- Born: Connor James Marsh 20 October 1999 (age 26) Bury, Greater Manchester, England

= Connor Marsh =

English actor

Connor James Marsh (born 20 October 1999) is a television actor from Bury, Lancashire

He played Lewis Royle, son of Anthony, in the one-off special episode of The Royle Family entitled "The Queen of Sheba" which aired in October 2006. The part was written especially for him and gave him the chance to show off his talent for impressions.

He appeared in an episode of The Innocence Project, which aired on BBC1. He played Daniel Lucas, the son of one of the main characters, Andrew, played by Stephen Graham. Shortly after, he appeared as a main artist in an advertisement for Morrisons supermarket, advertising DVDs for kids on offer over the February half-term holidays.

Marsh secured a guest appearance on the BBC1 afternoon soap opera, Doctors, which aired on 9 August 2007. He played the role of Kevin.

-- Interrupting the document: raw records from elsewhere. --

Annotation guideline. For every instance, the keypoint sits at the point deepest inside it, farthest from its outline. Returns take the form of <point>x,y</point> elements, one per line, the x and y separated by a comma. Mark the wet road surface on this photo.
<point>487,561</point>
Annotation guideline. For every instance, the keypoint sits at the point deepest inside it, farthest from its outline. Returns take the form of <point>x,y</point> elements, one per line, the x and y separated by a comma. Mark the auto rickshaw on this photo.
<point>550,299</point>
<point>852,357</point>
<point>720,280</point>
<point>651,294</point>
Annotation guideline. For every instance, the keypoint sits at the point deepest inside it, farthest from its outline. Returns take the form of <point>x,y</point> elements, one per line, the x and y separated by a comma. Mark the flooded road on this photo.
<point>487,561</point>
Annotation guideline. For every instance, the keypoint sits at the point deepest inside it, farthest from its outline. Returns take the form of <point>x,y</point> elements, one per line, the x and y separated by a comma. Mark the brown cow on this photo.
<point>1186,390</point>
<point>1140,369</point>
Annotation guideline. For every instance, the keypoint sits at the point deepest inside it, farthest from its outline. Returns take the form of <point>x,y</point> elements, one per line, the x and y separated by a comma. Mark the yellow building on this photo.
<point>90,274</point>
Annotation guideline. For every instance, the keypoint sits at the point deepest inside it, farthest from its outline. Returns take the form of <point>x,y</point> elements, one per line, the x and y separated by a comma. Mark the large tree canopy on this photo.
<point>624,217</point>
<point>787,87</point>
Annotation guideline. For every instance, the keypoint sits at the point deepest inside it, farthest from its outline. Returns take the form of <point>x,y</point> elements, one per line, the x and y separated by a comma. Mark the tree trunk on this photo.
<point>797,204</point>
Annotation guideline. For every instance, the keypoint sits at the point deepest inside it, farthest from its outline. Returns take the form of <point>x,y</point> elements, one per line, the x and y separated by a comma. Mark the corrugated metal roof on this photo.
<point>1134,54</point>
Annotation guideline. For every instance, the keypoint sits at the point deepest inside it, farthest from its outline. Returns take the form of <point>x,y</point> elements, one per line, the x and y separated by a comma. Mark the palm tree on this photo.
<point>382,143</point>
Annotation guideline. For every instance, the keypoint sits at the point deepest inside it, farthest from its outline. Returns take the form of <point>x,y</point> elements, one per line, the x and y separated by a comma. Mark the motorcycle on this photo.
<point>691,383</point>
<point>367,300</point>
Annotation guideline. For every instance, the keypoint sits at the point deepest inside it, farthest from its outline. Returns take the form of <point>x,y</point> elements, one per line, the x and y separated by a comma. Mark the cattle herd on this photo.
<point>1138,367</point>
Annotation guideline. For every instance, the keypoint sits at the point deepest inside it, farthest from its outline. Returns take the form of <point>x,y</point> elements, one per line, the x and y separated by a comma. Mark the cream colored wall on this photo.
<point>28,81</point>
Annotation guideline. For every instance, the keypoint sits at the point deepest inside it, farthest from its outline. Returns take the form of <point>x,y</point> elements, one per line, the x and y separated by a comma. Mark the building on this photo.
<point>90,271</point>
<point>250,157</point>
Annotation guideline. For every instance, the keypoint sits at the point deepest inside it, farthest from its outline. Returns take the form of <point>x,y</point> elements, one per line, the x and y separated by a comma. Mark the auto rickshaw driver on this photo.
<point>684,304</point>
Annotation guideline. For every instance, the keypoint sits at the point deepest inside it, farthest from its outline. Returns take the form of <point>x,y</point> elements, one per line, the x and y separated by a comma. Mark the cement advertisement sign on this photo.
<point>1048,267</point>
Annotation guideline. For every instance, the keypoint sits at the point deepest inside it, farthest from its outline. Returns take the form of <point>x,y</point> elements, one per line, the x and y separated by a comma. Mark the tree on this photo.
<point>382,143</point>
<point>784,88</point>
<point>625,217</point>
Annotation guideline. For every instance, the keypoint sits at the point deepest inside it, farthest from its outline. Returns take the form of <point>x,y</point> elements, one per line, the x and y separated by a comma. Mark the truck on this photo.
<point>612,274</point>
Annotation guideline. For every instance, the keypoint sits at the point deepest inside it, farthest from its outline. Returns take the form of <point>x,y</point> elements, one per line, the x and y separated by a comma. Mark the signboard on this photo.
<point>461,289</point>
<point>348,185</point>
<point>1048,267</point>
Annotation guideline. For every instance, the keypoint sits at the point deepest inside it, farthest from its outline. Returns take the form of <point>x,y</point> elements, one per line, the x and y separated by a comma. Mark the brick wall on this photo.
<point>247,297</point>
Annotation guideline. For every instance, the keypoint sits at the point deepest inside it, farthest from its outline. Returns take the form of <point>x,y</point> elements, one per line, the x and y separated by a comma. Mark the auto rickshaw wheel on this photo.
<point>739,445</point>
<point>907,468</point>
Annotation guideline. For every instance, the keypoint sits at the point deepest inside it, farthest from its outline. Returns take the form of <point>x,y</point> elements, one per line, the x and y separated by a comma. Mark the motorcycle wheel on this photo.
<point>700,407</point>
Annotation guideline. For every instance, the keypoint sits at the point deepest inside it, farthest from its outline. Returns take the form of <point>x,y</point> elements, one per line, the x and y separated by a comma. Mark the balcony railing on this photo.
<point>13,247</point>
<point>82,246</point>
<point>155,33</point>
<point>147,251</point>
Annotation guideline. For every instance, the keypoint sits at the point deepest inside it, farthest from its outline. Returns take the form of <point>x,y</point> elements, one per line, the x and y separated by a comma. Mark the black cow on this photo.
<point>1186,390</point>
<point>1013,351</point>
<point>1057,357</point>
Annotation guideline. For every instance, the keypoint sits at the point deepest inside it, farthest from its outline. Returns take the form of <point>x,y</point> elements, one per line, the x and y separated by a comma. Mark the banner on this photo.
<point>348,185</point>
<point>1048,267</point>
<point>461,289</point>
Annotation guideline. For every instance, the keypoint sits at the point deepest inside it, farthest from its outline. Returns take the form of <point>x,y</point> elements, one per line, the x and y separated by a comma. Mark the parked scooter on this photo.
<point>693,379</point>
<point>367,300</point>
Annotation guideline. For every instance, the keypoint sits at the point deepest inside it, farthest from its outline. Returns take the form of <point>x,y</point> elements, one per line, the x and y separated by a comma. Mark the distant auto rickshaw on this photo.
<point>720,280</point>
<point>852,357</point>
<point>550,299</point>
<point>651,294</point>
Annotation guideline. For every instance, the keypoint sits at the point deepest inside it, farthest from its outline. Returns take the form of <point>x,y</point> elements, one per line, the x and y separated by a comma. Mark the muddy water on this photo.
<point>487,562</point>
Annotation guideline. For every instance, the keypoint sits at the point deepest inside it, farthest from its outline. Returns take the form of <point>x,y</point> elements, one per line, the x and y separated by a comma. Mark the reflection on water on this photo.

He also appeared as an extra in the 2008 British documentary-style comedy The Cup, in which he portrayed one of the footballers in the winning team. This combined two of Connor's favourite pastimes, filming and football.

In 2009, Marsh recorded a government broadcast in London in June which aired on local radio stations around the country from 6 July 2009. The mother in the broadcast is played by Men Behaving Badly actress Caroline Quentin.

Connor will be appearing in episode 2 of the new comedy White Van Man, starring Will Mellor, Clive Mantle and Joanna Page. The episode, "Turf" aired on 22 March on BBC3 at 11pm.

At the beginning of June 2013, Connor took part in the All Saints Amateur Dramatics society production of The Sound Of Music, in which he played the part of "Kurt".

Connor is also a singer and can be heard in local bars singing indie songs.